The ruling in the long-running battle between Facebook, Ireland’s Data Protection Commissioner and the Austrian privacy activist Max Schrems found that the so-called Privacy Shield agreement does not offer sufficient protection of EU citizens’ personal data.
“The limitations on the protection of personal data arising from the domestic law of the United States on the access and use by US public authorities . . . are not circumscribed in a way that satisfies requirements that are essentially equivalent to those required under EU law,” the court said in a statement.
The ruling is a blow to the thousands of companies, including Facebook that rely on the Privacy Shield to transfer data across the Atlantic, and to the European Commission, as it unpicks an arrangement it designed with US authorities to allow companies to comply with EU data protection law.
“Like many businesses, we are carefully considering the findings and implications of the decision of the Court of Justice in relation to the use of privacy shield and we look forward to regulatory guidance in this regard,” said Facebook’s associate general counsel, Eva Nagle.
The judgment by the Luxembourg-based Court of Justice of the European Union also upheld another tool, standard contractual clauses, used by hundreds of thousands of companies to transfer data around the world, while recommending that they be used more effectively.
Standard contractual clauses are only valid if they contain “effective mechanisms” to ensure compliance with the protections offered by EU law, and it is the “obligation” of technology firms to verify this before transferring data outside the EU, the court found. If compliance cannot be honoured, the contracts should allow for the suspension of data transfer, it said.
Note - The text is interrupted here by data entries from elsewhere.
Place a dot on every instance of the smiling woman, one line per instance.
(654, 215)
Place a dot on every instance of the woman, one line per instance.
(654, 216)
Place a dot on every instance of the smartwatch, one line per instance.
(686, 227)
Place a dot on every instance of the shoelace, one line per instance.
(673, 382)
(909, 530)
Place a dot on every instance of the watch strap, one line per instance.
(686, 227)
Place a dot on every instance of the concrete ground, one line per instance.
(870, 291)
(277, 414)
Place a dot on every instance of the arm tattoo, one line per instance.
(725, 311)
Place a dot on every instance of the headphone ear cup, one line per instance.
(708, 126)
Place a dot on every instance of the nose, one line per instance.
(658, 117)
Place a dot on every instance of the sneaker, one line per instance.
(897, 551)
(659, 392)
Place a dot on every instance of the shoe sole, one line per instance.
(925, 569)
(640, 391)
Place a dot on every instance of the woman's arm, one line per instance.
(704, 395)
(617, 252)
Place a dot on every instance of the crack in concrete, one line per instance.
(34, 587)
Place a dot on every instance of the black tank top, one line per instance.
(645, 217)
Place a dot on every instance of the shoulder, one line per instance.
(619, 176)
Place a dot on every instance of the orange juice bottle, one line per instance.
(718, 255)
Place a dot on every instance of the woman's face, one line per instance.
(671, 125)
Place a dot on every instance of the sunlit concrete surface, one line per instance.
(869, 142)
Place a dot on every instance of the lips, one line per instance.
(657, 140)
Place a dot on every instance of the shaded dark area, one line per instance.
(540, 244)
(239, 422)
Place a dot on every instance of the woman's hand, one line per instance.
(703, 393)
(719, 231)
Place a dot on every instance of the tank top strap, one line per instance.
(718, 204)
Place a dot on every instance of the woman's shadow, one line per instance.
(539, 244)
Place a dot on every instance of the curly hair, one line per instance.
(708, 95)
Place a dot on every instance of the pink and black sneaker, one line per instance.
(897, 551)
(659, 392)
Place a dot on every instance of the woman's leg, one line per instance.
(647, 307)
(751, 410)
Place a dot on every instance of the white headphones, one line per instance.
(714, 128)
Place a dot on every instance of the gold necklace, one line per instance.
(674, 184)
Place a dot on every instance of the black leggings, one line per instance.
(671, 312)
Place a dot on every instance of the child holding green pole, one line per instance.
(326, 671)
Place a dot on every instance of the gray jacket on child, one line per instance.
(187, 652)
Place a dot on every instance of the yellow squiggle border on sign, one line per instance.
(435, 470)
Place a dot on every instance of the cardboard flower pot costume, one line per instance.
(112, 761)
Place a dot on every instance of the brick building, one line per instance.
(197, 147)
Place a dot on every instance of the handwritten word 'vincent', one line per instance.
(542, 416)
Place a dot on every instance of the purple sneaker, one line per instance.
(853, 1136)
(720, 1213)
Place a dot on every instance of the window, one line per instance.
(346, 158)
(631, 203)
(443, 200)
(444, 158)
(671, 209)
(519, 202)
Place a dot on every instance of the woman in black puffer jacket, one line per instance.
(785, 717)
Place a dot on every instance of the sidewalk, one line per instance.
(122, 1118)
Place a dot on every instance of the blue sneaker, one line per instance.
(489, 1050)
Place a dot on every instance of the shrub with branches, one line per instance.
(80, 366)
Mr Schrems had complained to the Irish Data Protection Commissioner about the transfer of his data by Facebook for processing in the United States.
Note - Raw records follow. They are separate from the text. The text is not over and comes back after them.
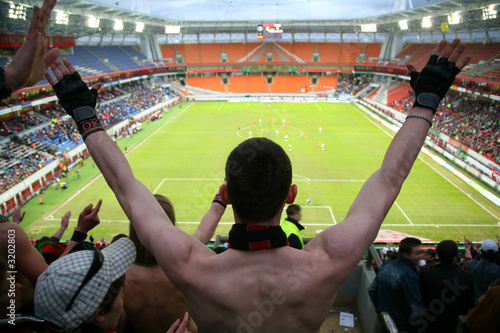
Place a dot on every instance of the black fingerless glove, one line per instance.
(76, 98)
(432, 83)
(218, 200)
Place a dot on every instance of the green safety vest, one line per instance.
(290, 228)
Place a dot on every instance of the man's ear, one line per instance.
(223, 194)
(99, 316)
(292, 193)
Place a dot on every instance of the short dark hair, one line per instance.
(446, 251)
(407, 244)
(292, 209)
(258, 175)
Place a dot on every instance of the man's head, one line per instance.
(411, 248)
(489, 250)
(143, 254)
(258, 175)
(447, 251)
(84, 286)
(294, 211)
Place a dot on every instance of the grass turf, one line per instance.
(183, 155)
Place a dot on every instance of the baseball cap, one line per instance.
(489, 245)
(62, 279)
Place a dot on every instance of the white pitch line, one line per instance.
(403, 213)
(50, 216)
(433, 168)
(299, 180)
(327, 207)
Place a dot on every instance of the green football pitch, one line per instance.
(182, 156)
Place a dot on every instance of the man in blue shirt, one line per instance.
(483, 271)
(396, 289)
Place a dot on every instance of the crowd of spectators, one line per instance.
(474, 123)
(18, 124)
(60, 133)
(414, 285)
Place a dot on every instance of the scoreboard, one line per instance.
(269, 31)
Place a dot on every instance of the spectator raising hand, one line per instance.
(17, 217)
(32, 60)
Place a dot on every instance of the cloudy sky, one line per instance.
(265, 10)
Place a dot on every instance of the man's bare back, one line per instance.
(267, 289)
(151, 301)
(230, 292)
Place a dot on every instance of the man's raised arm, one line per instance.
(140, 206)
(349, 240)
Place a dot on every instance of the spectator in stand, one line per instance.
(447, 291)
(31, 60)
(484, 271)
(258, 189)
(292, 227)
(484, 317)
(396, 288)
(386, 251)
(29, 264)
(83, 290)
(153, 310)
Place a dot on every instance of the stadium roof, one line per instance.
(78, 12)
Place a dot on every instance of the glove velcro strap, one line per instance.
(87, 121)
(427, 100)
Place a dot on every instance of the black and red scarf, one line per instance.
(254, 237)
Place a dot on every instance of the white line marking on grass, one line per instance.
(403, 213)
(51, 217)
(327, 207)
(466, 194)
(299, 180)
(439, 225)
(430, 166)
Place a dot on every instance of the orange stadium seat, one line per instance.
(258, 84)
(235, 51)
(282, 84)
(210, 53)
(329, 52)
(168, 52)
(190, 53)
(238, 84)
(349, 52)
(302, 50)
(372, 51)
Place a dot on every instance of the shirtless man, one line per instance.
(156, 308)
(277, 288)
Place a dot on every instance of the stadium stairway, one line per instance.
(280, 54)
(381, 95)
(290, 54)
(251, 53)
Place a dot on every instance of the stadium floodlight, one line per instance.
(454, 18)
(118, 25)
(489, 13)
(93, 22)
(17, 11)
(62, 17)
(172, 29)
(369, 27)
(426, 22)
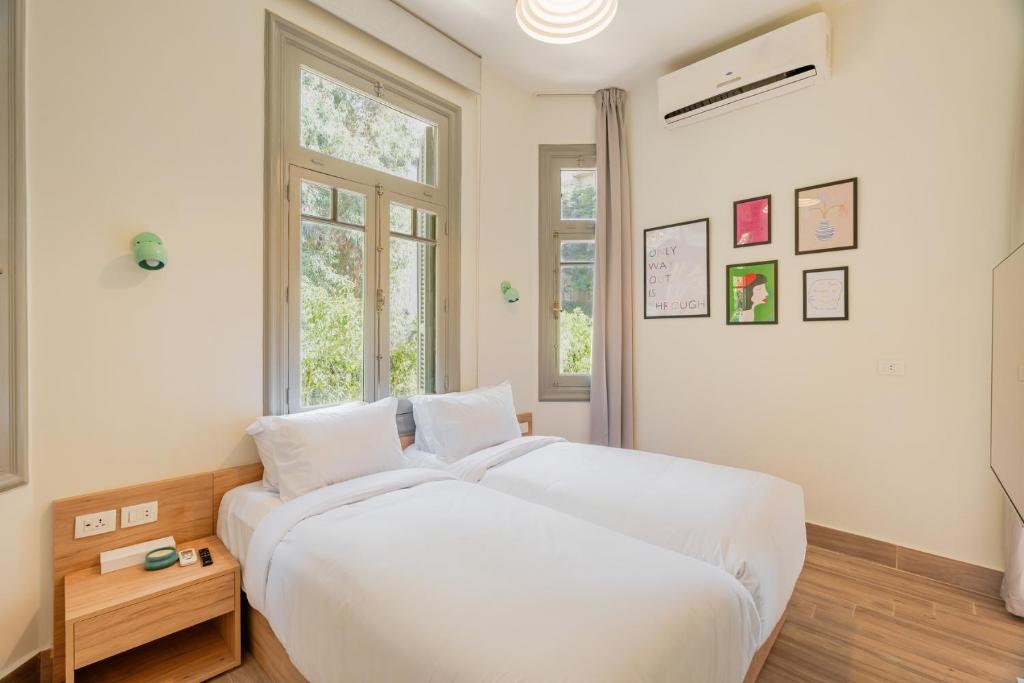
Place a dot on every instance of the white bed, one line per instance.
(749, 523)
(413, 574)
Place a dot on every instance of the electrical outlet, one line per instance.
(891, 368)
(97, 522)
(133, 515)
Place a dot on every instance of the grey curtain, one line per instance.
(611, 380)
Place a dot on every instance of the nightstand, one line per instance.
(180, 624)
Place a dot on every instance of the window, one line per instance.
(568, 212)
(361, 233)
(13, 469)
Ireland’s High Court had asked the ECJ for a ruling to clarify details regarding whether EU law applies to the transfer of personal data to countries outside the EU, where it can be processed by authorities for national security and law enforcement purposes.
The ECJ found that the Privacy Shield arrangement does not provide people with recourse to an authority that “offers guarantees substantially equivalent to those required by EU law”, the court said in a statement.
It pointed out that the ombudsperson system created in the Privacy Shield arrangement to deal with complaints did not ensure “the independence of the ombudsperson” or “rules empowering the ombudsperson to adopt decisions that are binding on the US intelligence services”.
Reacting to the ruling, Mr Schrems said the court had confirmed that US surveillance powers, under which foreign citizens have fewer privacy protections than US citizens, are in conflict with EU data protection rights.
“I am very happy about the judgment. It seems the court has followed us in all aspects. This is a total blow to the Irish DPC [Data Protection Commissioner] and Facebook,” Mr Schrems said in a statement. “It is clear that the US will have to seriously change their surveillance laws, if US companies want to continue to play a major role on the EU market.”
A complaint by Mr Schrems previously led to the striking down by the court of the predecessor of the Privacy Shield, the US-EU Safe Harbour agreement.
US secretary of commerce Wilbur Ross said his department was “deeply disappointed” with the ruling invalidating Privacy Shield.
“We have been and will remain in close contact with the European Commission and European Data Protection Board on this matter and hope to be able to limit the negative consequences to the $7.1 trillion transatlantic economic relationship that is so vital to our respective citizens, companies and governments,” he said.
The Data Protection Commission said it welcomed the judgment and that it would “require careful consideration in the coming days and weeks”.
The American Chamber of Commerce Ireland also said it was concerned at the decision to invalidate which, it said, gave rise to great uncertainty and complexity.
The European Commission said it would study the judgment and work closely with US counterparts to update their agreement “to ensure the continuity of safe data flows”.